The review task is wrapped in a synthetic single-task Phase named __review__<phaseName> and run through the same phaseRunner used for normal phases. This means the review task has access to the full framework: agents, tools, memory, human review gates.


5. Predecessor Retry

When a review returns RetryPredecessor(phaseName, feedback):

  1. The named phase must be a direct predecessor (in the reviewing phase's .after() list). If not found, the decision is treated as Approve with a warning.
  2. The predecessor's committed outputs are removed from globalTaskOutputs and allTaskOutputs.
  3. The predecessor is rebuilt with feedback-enhanced tasks and re-executed.
  4. New predecessor outputs are committed to global state.
  5. The reviewing phase is re-executed from attempt 0 with the updated prior snapshot.

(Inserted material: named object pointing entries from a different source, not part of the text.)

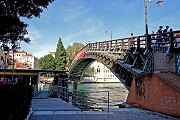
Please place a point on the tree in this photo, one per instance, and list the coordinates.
(72, 50)
(60, 56)
(12, 29)
(46, 62)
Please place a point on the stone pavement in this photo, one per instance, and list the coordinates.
(47, 110)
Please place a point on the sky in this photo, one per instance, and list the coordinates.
(86, 21)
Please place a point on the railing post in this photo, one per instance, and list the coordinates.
(148, 45)
(74, 91)
(171, 45)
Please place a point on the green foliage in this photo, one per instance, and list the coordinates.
(60, 56)
(72, 50)
(47, 62)
(12, 28)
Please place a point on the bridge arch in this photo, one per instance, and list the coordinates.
(150, 71)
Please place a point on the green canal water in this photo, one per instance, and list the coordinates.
(96, 94)
(92, 96)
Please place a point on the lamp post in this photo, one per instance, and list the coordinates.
(159, 3)
(110, 34)
(14, 48)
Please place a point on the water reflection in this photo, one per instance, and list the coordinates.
(95, 95)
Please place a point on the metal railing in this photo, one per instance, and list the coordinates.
(165, 45)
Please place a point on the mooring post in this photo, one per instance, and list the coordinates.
(74, 91)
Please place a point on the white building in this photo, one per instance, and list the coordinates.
(100, 74)
(23, 60)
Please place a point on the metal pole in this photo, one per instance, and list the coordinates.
(146, 27)
(111, 35)
(108, 101)
(13, 67)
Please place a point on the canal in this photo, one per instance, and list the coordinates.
(95, 95)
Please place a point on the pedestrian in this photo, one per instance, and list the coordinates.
(177, 40)
(160, 31)
(131, 42)
(165, 34)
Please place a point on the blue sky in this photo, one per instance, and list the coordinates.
(87, 20)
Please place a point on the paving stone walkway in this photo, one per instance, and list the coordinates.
(56, 109)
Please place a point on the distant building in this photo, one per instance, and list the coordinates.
(4, 59)
(23, 60)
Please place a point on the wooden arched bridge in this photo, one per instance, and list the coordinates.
(149, 67)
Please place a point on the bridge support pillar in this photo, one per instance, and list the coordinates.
(153, 92)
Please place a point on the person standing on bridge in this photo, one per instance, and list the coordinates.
(131, 42)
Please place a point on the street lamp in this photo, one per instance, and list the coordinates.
(106, 32)
(14, 48)
(159, 3)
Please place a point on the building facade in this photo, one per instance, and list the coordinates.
(100, 73)
(23, 60)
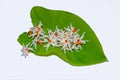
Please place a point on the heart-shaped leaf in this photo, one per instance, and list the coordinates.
(91, 53)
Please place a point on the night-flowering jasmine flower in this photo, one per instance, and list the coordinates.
(67, 39)
(26, 50)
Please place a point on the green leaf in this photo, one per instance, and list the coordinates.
(91, 53)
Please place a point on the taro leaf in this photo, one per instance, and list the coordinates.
(91, 53)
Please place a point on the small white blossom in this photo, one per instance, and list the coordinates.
(26, 50)
(68, 39)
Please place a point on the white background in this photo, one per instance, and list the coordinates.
(102, 15)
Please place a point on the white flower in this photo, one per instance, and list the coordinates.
(26, 50)
(68, 39)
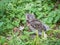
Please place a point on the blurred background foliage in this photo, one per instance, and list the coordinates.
(12, 14)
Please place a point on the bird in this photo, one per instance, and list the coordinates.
(35, 24)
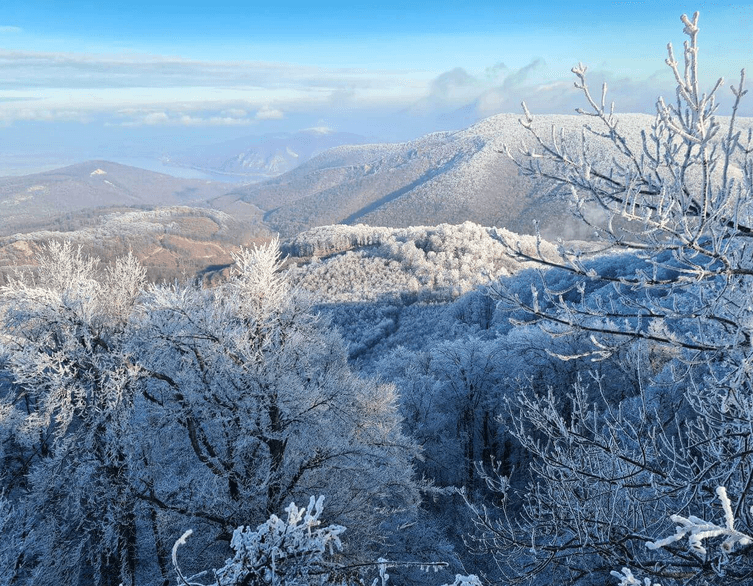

Scoped retry: Only the predecessor and the reviewing phase re-execute. Other successors of the predecessor that already completed are NOT re-run. Their outputs reflect the original predecessor output, which is a documented limitation of the scoped retry model.


6. Thread Safety

  • globalTaskOutputs and allTaskOutputs are thread-safe collections (synchronized map and synchronized list).
  • PhaseDagExecutor.runPhaseWithRetry() runs on the phase's virtual thread. Predecessor retry modifies global state from this thread while the predecessor's virtual thread has already completed. No concurrent write hazard exists for the predecessor's entries.
  • Other phases running in parallel with the reviewing phase use their own priorOutputsSnapshot (captured at submission time) and are not affected by the reviewing phase's global state mutations.

7. Limitations

  • Successor invalidation: predecessor retry does NOT re-run phases that already completed using the old predecessor outputs (other than the reviewing phase itself).
  • RetryPredecessor is constrained to direct predecessors only. Arbitrary DAG rewinding is not supported.
  • The review task itself does not have a review gate (no meta-review). Nested reviews are not supported.
  • Review tasks run synchronously within the phase's virtual thread, increasing total phase duration by the review task's execution time.

8. Text Decision Format Reference

Review tasks (AI, deterministic, or human) must produce output parseable by PhaseReviewDecision.parse(String):

APPROVE
RETRY: <feedback text>
RETRY_PREDECESSOR <phaseName>: <feedback text>
REJECT: <reason text>

Parsing is case-insensitive. Unrecognised text is treated as APPROVE (safe default). The colon separator for RETRY splits on the FIRST colon, so feedback text may contain additional colons.